Source code for mlbench_core.optim.pytorch.decentralized

from torch.optim import SGD
from torch.optim.optimizer import required

from mlbench_core.aggregation.pytorch.decentralized import DecentralizedAggregation


[docs]class DecentralizedSGD(SGD):
    r"""Implements decentralized stochastic gradient descent (optionally with momentum).

    Args:
        rank (int): rank of current process in the network
        neighbors (list): list of ranks of the neighbors of current process
        model (:obj:`nn.Module`): model which contains parameters for SGD
        lr (float): learning rate
        momentum (float, optional): momentum factor (default: 0)
        weight_decay (float, optional): weight decay (L2 penalty) (default: 0)
        dampening (float, optional): dampening for momentum (default: 0)
        nesterov (bool, optional): enables Nesterov momentum (default: False)
        average_world (bool): Whether to average models on the world_size (default: `True`)
        use_cuda (bool): Whether to use cuda tensors for aggregation
        by_layer (bool): Aggregate by layer instead of all layers at once
    """

    def __init__(
        self,
        rank=None,
        neighbors=None,
        model=None,
        lr=required,
        momentum=0,
        dampening=0,
        weight_decay=0,
        nesterov=False,
        average_world=True,
        use_cuda=False,
        by_layer=False,
    ):
        if not rank:
            raise ValueError('"rank" not set for optimizer')
        if not neighbors:
            raise ValueError('"neighbors" not set for optimizer')
        if not model:
            raise ValueError('"model" not set for optimizer')
        super(DecentralizedSGD, self).__init__(
            model.parameters(), lr, momentum, dampening, weight_decay, nesterov
        )

        if average_world:
            self.agg_mode = "avg_world"
        else:
            raise NotImplementedError("Only average model is supported right now.")

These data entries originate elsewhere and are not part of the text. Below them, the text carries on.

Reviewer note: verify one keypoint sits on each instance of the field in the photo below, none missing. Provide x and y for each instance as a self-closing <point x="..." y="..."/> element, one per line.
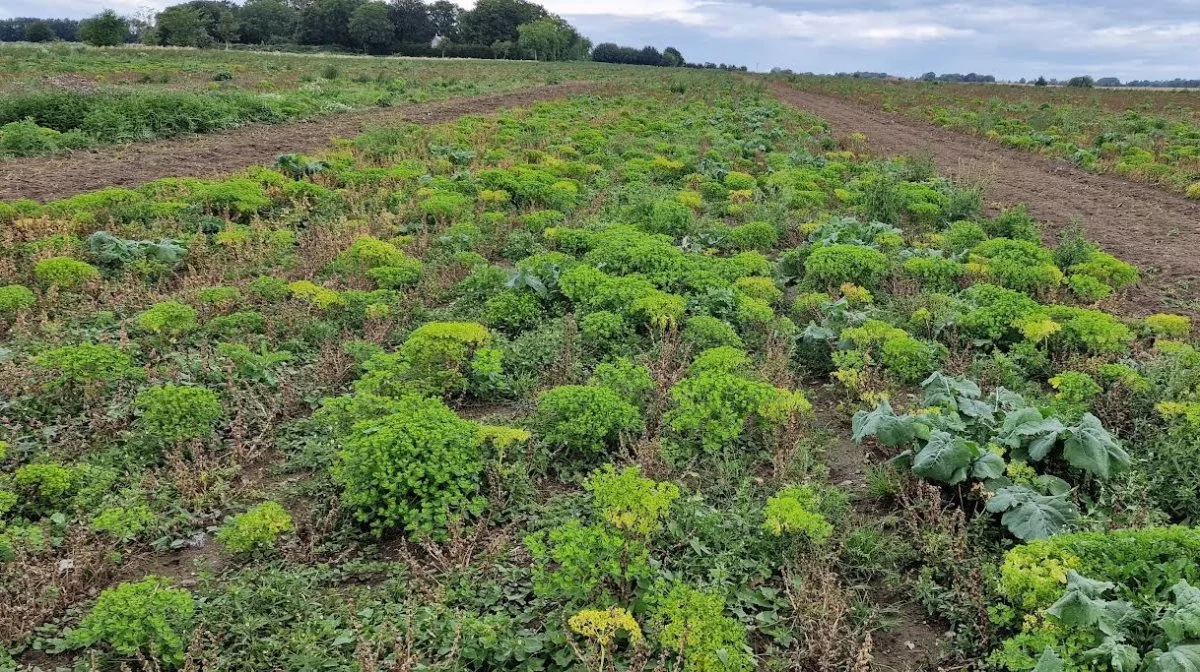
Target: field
<point x="669" y="375"/>
<point x="61" y="97"/>
<point x="1146" y="136"/>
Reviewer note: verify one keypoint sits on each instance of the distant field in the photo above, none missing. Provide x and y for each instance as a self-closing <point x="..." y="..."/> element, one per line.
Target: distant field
<point x="1151" y="136"/>
<point x="63" y="97"/>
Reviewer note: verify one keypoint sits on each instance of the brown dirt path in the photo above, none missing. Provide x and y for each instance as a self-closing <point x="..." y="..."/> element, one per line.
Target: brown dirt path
<point x="48" y="178"/>
<point x="1153" y="229"/>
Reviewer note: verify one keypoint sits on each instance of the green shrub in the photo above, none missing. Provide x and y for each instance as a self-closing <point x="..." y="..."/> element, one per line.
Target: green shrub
<point x="177" y="413"/>
<point x="630" y="503"/>
<point x="88" y="363"/>
<point x="963" y="237"/>
<point x="148" y="618"/>
<point x="631" y="381"/>
<point x="1087" y="288"/>
<point x="586" y="419"/>
<point x="65" y="273"/>
<point x="415" y="468"/>
<point x="1019" y="264"/>
<point x="256" y="531"/>
<point x="706" y="331"/>
<point x="168" y="318"/>
<point x="693" y="627"/>
<point x="935" y="274"/>
<point x="795" y="510"/>
<point x="435" y="359"/>
<point x="832" y="265"/>
<point x="16" y="299"/>
<point x="586" y="564"/>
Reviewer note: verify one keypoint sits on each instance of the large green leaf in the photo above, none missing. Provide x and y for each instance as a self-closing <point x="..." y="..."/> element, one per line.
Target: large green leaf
<point x="946" y="459"/>
<point x="1049" y="661"/>
<point x="1030" y="514"/>
<point x="1182" y="619"/>
<point x="885" y="425"/>
<point x="1116" y="655"/>
<point x="1177" y="659"/>
<point x="1093" y="449"/>
<point x="1025" y="427"/>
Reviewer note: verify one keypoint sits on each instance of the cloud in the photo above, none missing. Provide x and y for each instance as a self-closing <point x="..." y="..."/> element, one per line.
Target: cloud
<point x="1008" y="39"/>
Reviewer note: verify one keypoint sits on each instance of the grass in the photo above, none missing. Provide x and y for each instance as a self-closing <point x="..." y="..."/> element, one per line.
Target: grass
<point x="683" y="282"/>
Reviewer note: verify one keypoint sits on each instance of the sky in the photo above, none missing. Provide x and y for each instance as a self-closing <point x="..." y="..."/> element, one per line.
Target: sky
<point x="1008" y="39"/>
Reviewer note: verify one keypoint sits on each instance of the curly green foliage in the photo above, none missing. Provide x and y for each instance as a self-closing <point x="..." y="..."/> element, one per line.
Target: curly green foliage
<point x="935" y="274"/>
<point x="168" y="318"/>
<point x="586" y="564"/>
<point x="417" y="468"/>
<point x="963" y="237"/>
<point x="795" y="510"/>
<point x="995" y="311"/>
<point x="1107" y="269"/>
<point x="910" y="359"/>
<point x="1141" y="562"/>
<point x="1091" y="331"/>
<point x="831" y="265"/>
<point x="148" y="618"/>
<point x="435" y="360"/>
<point x="88" y="363"/>
<point x="691" y="625"/>
<point x="64" y="273"/>
<point x="585" y="418"/>
<point x="178" y="413"/>
<point x="1019" y="264"/>
<point x="16" y="299"/>
<point x="631" y="381"/>
<point x="629" y="502"/>
<point x="706" y="331"/>
<point x="256" y="531"/>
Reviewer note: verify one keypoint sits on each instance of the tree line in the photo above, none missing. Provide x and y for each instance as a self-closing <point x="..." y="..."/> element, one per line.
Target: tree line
<point x="503" y="29"/>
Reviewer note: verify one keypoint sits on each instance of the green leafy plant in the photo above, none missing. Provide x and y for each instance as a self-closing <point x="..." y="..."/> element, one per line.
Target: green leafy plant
<point x="148" y="617"/>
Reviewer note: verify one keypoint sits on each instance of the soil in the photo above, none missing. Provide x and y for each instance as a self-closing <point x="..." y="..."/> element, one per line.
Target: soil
<point x="49" y="178"/>
<point x="1156" y="231"/>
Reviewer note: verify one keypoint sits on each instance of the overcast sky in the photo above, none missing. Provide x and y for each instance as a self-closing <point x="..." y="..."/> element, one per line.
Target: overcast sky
<point x="1009" y="39"/>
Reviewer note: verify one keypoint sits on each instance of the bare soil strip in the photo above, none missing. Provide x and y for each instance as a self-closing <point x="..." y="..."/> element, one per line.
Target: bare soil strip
<point x="48" y="178"/>
<point x="1153" y="229"/>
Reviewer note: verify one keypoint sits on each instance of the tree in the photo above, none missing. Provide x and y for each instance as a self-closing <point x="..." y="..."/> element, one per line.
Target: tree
<point x="370" y="28"/>
<point x="181" y="27"/>
<point x="39" y="31"/>
<point x="327" y="22"/>
<point x="444" y="16"/>
<point x="497" y="21"/>
<point x="672" y="58"/>
<point x="106" y="29"/>
<point x="547" y="39"/>
<point x="411" y="21"/>
<point x="268" y="21"/>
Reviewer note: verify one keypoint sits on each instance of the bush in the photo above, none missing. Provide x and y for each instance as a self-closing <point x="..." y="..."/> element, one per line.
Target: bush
<point x="65" y="273"/>
<point x="832" y="265"/>
<point x="585" y="419"/>
<point x="705" y="331"/>
<point x="417" y="468"/>
<point x="147" y="618"/>
<point x="691" y="625"/>
<point x="178" y="413"/>
<point x="16" y="299"/>
<point x="256" y="531"/>
<point x="87" y="364"/>
<point x="1019" y="264"/>
<point x="168" y="318"/>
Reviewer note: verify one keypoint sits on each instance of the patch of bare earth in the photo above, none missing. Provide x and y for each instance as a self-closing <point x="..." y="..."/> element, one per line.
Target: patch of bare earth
<point x="1151" y="228"/>
<point x="48" y="178"/>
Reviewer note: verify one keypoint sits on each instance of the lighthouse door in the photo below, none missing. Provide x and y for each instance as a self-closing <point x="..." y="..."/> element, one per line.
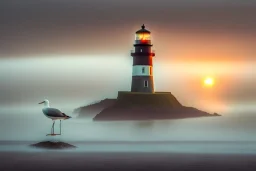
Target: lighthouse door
<point x="146" y="83"/>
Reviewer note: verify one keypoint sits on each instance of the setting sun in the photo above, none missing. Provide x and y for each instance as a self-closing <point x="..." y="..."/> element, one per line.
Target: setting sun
<point x="208" y="81"/>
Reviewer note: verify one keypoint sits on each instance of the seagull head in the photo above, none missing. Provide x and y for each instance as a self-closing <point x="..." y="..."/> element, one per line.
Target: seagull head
<point x="45" y="102"/>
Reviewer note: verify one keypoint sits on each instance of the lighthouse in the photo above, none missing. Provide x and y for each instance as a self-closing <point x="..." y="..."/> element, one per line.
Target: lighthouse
<point x="142" y="69"/>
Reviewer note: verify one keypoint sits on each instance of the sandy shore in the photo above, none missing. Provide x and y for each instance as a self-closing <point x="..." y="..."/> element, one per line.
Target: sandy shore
<point x="63" y="161"/>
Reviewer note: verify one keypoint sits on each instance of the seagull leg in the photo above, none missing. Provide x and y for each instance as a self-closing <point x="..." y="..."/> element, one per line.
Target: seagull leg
<point x="53" y="126"/>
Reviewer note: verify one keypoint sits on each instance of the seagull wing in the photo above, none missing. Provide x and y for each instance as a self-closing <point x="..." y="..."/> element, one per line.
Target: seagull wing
<point x="52" y="112"/>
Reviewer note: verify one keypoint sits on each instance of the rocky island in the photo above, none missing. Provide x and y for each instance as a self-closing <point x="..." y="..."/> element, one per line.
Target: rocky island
<point x="140" y="106"/>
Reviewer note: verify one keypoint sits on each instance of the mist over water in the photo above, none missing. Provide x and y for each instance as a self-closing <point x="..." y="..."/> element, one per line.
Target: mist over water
<point x="31" y="125"/>
<point x="71" y="82"/>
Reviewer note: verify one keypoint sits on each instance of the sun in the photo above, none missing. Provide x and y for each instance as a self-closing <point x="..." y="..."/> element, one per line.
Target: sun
<point x="208" y="81"/>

        self.model = model
        self.agg = DecentralizedAggregation(
            rank, neighbors, use_cuda=use_cuda
        ).agg_model(by_layer=by_layer)

[docs]    def step(self, closure=None, tracker=None):
        """Aggregates the gradients and performs a single optimization step.

        Arguments:
            closure (callable, optional): A closure that reevaluates the model
                and returns the loss.
            tracker (:obj:`mlbench_core.utils.Tracker`, optional) The current tracker
        """
        loss = super(DecentralizedSGD, self).step(closure=closure)
        if tracker:
            tracker.record_batch_opt_step()
        # Averaging the model after updating the gradient separately.
        self.agg(self.model, self.agg_mode)
        if tracker:
            tracker.record_batch_agg()
        return loss